MAAS

maas takes a while to recover after primary database is moved

Bug #1822618 reported by Jason Hobbs on 2019-04-01

This bug affects 1 person

Affects		Status	Importance	Assigned to	Milestone
	MAAS	Expired	Undecided	Unassigned

Bug Description

This is with 2.5.2-7523-ge4ecbd54d-0ubuntu1~18.04.1.

We have a test where we kill the postgres master, wait for the failover to happen, then try to use maas.

We wait 75 seconds between killing the database master and trying to use maas.

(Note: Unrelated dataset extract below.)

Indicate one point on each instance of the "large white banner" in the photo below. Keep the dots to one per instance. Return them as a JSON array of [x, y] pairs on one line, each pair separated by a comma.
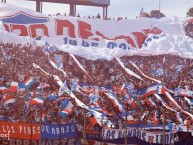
[[151, 137]]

However, we still get an error back from MAAS occasionally:

"500 Internal Server Error (SSL SYSCALL error: EOF detected"

Tags:

Revision history for this message

Andres Rodriguez (andreserl) wrote on 2019-04-02:

Marking this as incomplete provided that:

1. There are no regiond.log's attached for any of the regions.
2. The error above is not clear where it comes from, it talks about 'SSL SYSCALL' when MAAS doesn't even support nor configures SSL.
3. My understanding is that the configuration for postgresql HA has recently changed. Is there any indication that this could be the result of that ?
4. There's no information about the state of postgresql when you see that error. Can you confirm it recover successfully and the database is up to date and no errors with postgresql?

Changed in maas:
status:	New → Incomplete

Revision history for this message

Chris Gregan (cgregan) wrote on 2019-05-30:

logs-2019-05-30-11.09.37.tar Edit (187.8 MiB, application/x-tar)

Changed in maas:
status:	Incomplete → New

Revision history for this message

Björn Tillenius (bjornt) wrote on 2019-09-20:

We did some changes recently in how MAAS detects that a database connection is broken and need to be reconnected. Do you see the same behavior with MAAS 2.6.0?